I have read a ton about this issue. I don’t know if you have read Gary Taubes’ book ? The politics of it are quite interesting. It is a prime case of the politicization of science, big government science, and research fraud. The establishment of statin drugs as the primary means of treating this is afflicted by the same issues.
I don’t know if you follow this but the dietary fat axis of the diet-lipid-heart hypothesis has been rapidly collapsing over the past few years as well. Saturated fats are increasingly reported as being beneficial, not causing elevated lipid levels in the blood. The national health body of Sweden now recommends a high-fat diet, the popularity of butter and lard has been increasing, and at least a number of doctors now advocate high fat diets featuring saturated animal fats. I also pay some attention to the the adoption of high fat diets among endurance athletes, which can be described as a small trend but arising out of nothing even five years ago. Marathoners, ironman, and ultra runners are in some small numbers switching away from carb fueling to fat fueling strategies.

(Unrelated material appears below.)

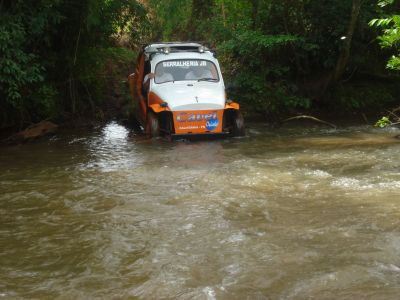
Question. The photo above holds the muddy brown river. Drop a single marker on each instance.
(291, 213)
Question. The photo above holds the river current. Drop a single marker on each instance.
(291, 213)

Anyway, after reading maybe two dozen books I have reached my own conclusion that the cause of the process of arterial degeneration is at present unknown, and I would agree with you that we may not be talking about all of one thing.
He then added
Here is the lecture citing the positive correlation between LDL and longevity.
There is not only one study showing this – I have run across multiple studies
This is the first I have heard of an inverse correlation between LDL and cardio mortality
As the speaker notes, association does not prove causality but lack of association disproves causality
I know Virchow well. He is a very well-known founder of cell biology and pathology and, incidentally, not a friend of liberty. He was a staunch progressivist who had a famous quip: “Politics is medicine writ large”

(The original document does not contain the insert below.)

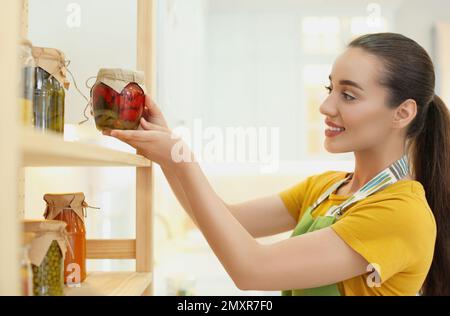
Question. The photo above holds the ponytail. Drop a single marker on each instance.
(431, 165)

And separately I commented
Taubes’ book is great. Especially the first part that outlines the history of dietary recommendations. I thought he was a little too keen about promoting his own hypothesis in the second part of the book, but interesting nevertheless.

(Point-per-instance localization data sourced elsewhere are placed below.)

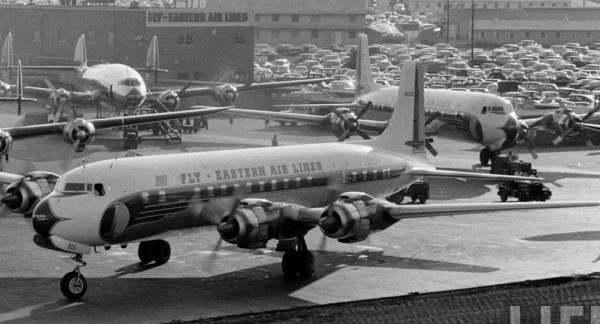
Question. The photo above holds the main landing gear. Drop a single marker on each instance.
(158, 251)
(73, 285)
(486, 155)
(299, 262)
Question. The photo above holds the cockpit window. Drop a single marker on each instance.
(130, 82)
(72, 186)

Fifteen years ago, I was doing research on atherosclerosis in a basic science lab (my research was published in prestigious journals, but I knew at the time that it contributed nothing to our understanding…) I had the chance to meet a very influential proponent of the diet-lipid hypothesis, Scott Grundy (I think he is mentioned in Taubes’ book).
At the time I was already very skeptical of the [lipid-diet] theory and I had an alternative theory that certain dietary fats are in fact protective. I asked him what his explanation for the French paradox was (the observation that the French have very low rates of CAD despite a fairly fat rich diet) and he dismissed it, essentially saying that it did not exist…
I had a hypothesis that it was the ferments and microorganisms in the cheeses the French eat abundantly that were protective. I also thought that the hypothesis would also apply to the Kenyan Masai paradox (these nomadic tribesmen were famously described in the 1960’s and 1970’s for having very low rates of atherosclerosis despite a very high fat diet—6% fat raw milk). I even got in touch with George V. Mann, who had been one of the main researchers investigating this but has since passed away. He was groping toward a similar hypothesis but could never prove it. It got me into looking at the “clinical nutrition” literature and found it to be one of the most acrimonious in medicine!
I believe the opposite is true – medicine is politics writ large
Gary Taubes book confirms this – how much of widely medical science was established by politics
As many people have noted on this topic, when your data is full of “paradoxes” at some point you have to question the theory itself.
The explanations that are proposed for each of these paradoxes are Ptolemaic epicycles.
I don’t know if you follow astrophysics – they have introduced the concept of “dark matter” which is a plug factor to account for a discrepancy between theory and experiment of 10-fold.
PS: My editorial on risk-factor medicine is behind a paywall but I may give here a rendition of its main point in the next few days.